Bel membuka mulut lalu menutupnya, dan membukanya lagi,
lantas berkata cepat-cepat: “Maksudnya tuh ya dia muncul seolah-olah dia ini
aktris hebat yang sudah makan asam garam, tetapi dia itu sebenarnya kopong lagi
sombong tanpa ketulusan hati, maksudku tuh yang dia lakukan cuma
keliling-keliling menyenangkan orang supaya dia bisa mendapatkan yang dia
inginkan, dan kalau kamu mau tahu seluruh kebiasaan ini jadi cukup melelahkan
….”
Aku membandingkan Mirela yang diceritakan Bel ini dengan yang
lembut, suka meremas tangan, dan mengucapkan Mungkin-nanti-kita-bisa-mengobrol-lagi yang kujumpai tadi di
tangga. Jelas-jelas versinya Bel tidak menunjang. “Omong kosong,” sahutku.
“Ini bukan omong kosong,” ujar Bel judes.
“Memangnya dia berbuat apa sih, sampai sebegitu buruknya?
Kasih aku satu contoh dia itu kopong dan hanya ingin memperoleh yang dia inginkan.”
Dari pojok kamar tempat dia berikut mendung di wajahnya
memencilkan diri, Bel bergumam soal meminjam pakaiannya tanpa permisi.
“Meminjam pakaianmu!” ulangku penuh cemooh. Aku
mengamat-amati Bel dari atas ke bawah. Ia cemberut sambil menyentak-nyentakkan
bandulnya dengan kasar. “Tahu enggak, tingkahmu ini aneh banget.”
Bel mengendus-endus memandangi lantai.
“Enggak ada yang salah kan? Hubungan dengan si Harry ini
belum kenapa-kenapa kan?”
“Oh Gusti,”
serunya, sambil merentak ke tempat tidur dan mengambil kembali naskahnya.
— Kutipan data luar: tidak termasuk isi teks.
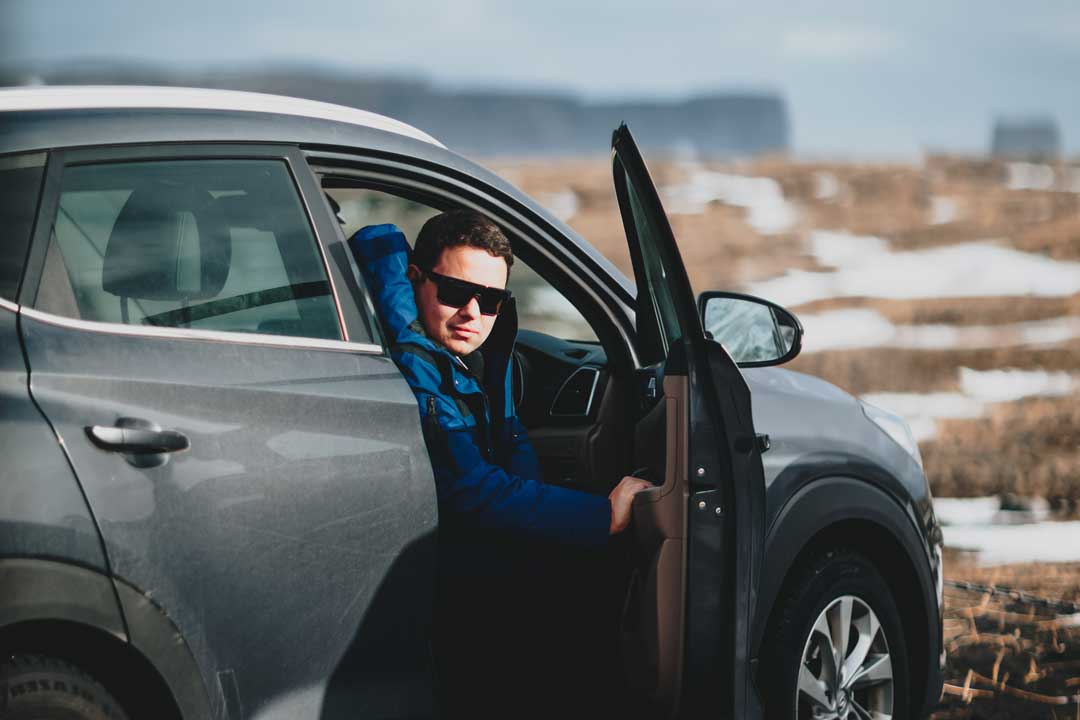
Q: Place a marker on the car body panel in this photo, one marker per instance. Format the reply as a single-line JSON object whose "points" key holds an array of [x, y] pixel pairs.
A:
{"points": [[238, 531], [725, 502], [302, 510], [42, 511]]}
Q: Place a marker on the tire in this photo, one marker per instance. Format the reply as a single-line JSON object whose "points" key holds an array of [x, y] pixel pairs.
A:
{"points": [[835, 589], [40, 688]]}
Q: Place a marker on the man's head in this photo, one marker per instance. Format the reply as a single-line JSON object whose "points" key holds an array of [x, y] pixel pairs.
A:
{"points": [[454, 246]]}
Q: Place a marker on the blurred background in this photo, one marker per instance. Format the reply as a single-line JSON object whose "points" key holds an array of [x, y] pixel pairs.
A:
{"points": [[903, 176]]}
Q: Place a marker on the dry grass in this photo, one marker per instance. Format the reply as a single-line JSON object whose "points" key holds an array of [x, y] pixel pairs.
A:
{"points": [[1027, 447], [955, 311], [899, 370], [1030, 447], [1007, 657]]}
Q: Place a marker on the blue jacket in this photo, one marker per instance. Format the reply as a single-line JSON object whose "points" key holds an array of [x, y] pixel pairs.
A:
{"points": [[487, 476]]}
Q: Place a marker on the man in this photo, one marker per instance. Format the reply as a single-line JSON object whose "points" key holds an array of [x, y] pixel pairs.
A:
{"points": [[453, 325]]}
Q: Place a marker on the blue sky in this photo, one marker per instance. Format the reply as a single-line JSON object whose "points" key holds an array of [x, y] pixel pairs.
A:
{"points": [[862, 79]]}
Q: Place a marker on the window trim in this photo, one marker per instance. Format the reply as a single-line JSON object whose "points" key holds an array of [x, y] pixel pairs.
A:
{"points": [[58, 160], [214, 336], [439, 187]]}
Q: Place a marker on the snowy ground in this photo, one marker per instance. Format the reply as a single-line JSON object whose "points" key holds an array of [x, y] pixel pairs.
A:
{"points": [[767, 211], [860, 327], [977, 391], [867, 267], [1002, 537]]}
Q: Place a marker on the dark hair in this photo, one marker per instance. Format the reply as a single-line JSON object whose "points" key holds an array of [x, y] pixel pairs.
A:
{"points": [[454, 229]]}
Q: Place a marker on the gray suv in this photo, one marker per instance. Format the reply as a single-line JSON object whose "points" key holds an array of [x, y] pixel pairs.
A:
{"points": [[215, 499]]}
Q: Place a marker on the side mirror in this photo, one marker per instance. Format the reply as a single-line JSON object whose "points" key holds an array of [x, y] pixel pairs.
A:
{"points": [[755, 333]]}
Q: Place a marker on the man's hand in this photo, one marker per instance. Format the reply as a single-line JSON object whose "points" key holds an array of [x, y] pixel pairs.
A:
{"points": [[621, 499]]}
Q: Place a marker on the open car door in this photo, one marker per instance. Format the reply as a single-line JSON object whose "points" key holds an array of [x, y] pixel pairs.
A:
{"points": [[686, 624]]}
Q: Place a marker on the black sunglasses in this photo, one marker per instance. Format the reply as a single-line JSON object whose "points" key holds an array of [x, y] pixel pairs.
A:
{"points": [[455, 293]]}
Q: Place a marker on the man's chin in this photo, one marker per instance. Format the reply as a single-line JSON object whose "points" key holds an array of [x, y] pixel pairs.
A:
{"points": [[459, 347]]}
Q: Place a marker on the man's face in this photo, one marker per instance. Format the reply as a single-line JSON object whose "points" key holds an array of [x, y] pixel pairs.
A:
{"points": [[463, 329]]}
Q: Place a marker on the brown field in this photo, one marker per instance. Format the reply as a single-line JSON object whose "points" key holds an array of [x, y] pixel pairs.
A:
{"points": [[1009, 656], [1029, 446], [1008, 659]]}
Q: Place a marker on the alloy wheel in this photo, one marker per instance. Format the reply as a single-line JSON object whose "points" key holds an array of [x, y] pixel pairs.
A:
{"points": [[846, 669]]}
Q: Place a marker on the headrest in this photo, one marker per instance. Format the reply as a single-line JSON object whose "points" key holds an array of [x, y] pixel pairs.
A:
{"points": [[169, 243]]}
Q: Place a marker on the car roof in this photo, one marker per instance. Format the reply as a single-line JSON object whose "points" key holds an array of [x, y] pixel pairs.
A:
{"points": [[133, 97]]}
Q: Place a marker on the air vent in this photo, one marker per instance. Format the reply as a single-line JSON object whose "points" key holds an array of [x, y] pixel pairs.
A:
{"points": [[575, 398]]}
“Charles, kamu pernah enggak sih berpikiran bahwa masalahku enggak selalu
berkaitan dengan cowok?”
“Aku kan cuma tanya,” kataku. “Aku cuma memastikan bahwa
setiap orang sudah memikirkan segalanya dengan sebaik-baiknya, dan enggak ada
yang diam-diam mencari keuntungan—“
“Maksudku apa begitu sulit bagimu untuk percaya bahwa ada
orang yang benar-benar ingin berpacaran denganku tanpa memendam maksud,
seperti, seperti mau mencuri mebel, atau memantau kamarku—“
“Tidak, tentu saja tidak,” sahutku. “Walau sekarang
omong-omong soal itu aku hendak mengatakan bahwa kita masih punya perjanjian.
Maksudku barangkali perjanjian itu sudah tergelincir dari ingatanmu, tetapi
waktu itu kamu menyetujui bahwa ketika kamu dan Frank putus, sebagaimana yang
secara tragis telah terjadi, kamu enggak akan—“
“Charles, bau apa itu?”
“Bau apa?” ujarku. “Jangan mengubah topiknya ah.”
“Bau marsepennya
kuat sekali,” ucapnya, sembari mengendus-endus.
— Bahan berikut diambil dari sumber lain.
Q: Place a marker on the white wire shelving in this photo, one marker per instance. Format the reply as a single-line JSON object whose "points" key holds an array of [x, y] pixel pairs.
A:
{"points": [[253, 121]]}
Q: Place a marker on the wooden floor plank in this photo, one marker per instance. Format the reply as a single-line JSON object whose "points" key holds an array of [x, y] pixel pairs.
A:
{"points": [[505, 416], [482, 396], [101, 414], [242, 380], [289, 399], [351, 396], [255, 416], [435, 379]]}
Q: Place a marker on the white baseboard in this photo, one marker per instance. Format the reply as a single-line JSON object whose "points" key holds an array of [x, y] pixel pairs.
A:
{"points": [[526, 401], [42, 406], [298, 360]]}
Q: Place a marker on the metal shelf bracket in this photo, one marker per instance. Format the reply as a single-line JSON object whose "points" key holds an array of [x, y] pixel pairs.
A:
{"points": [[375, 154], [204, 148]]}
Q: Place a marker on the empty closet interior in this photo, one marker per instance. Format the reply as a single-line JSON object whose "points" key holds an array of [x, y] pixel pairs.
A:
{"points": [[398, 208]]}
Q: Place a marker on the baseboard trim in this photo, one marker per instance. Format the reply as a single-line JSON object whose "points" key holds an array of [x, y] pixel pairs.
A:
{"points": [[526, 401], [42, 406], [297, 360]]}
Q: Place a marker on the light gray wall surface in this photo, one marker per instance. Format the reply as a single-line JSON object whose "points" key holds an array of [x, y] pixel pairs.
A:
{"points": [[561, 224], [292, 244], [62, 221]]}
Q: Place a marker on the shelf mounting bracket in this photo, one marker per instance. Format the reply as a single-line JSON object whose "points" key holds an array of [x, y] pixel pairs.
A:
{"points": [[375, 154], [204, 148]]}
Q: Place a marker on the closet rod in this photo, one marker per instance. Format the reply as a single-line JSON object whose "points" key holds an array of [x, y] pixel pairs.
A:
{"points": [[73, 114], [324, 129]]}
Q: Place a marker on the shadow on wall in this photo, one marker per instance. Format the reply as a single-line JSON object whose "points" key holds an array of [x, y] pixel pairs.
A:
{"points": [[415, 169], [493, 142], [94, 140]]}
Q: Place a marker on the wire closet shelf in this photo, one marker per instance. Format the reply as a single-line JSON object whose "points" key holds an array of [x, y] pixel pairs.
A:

“Aku enggak membaui apa-apa ah.”
“Sepertinya bau itu berasal dari kamu.”
“Oh itu,” sahutku. “Gara-gara kue Batang Pohon Natal.”
“Batang Pohon Natal?”
“Baunya serasa tidak mau pergi,” ujarku nelangsa. “Bahkan
walaupun sudah mandi.”
Sekonyong-konyong kesuramannya dilampaui gemuruh tawa yang
tidak senonoh. Sekiranya aku mengindahkan, aku mungkin akan merasakan peralihan
suasana ini terlalu drastis; aku mungkin akan mendeteksi adanya nada sopran
yang tidak mengenakkan sebagaimana biasa terdengar saat ia bersukaria atas
penderitaan orang lain. Namun aku kelewat jengkel. Bau marsepen ini perkara
yang dianggap sangat serius oleh para staf Zona Pengolahan B, yang beberapa di
antaranya pernah diserang oleh gerombolan anjing pengembara yang kelaparan. Aku
menceritakan ini pada Bel, namun tawanya justru semakin parah. Ia sampai hampir
terbungkuk-bungkuk.
“Enggak lucu, tahu,” aku berkukuh. “Kalian sih serbaenak main
sandiwara dan tinggal di menara gading. Hal semacam ini yang tiap hari mesti
dihadapi kami, kaum lemah lagi papa yang tinggalnya di selokan. Terus terang
saja ya, gerombolan anjing pengembara itu baru puncak gunung es.”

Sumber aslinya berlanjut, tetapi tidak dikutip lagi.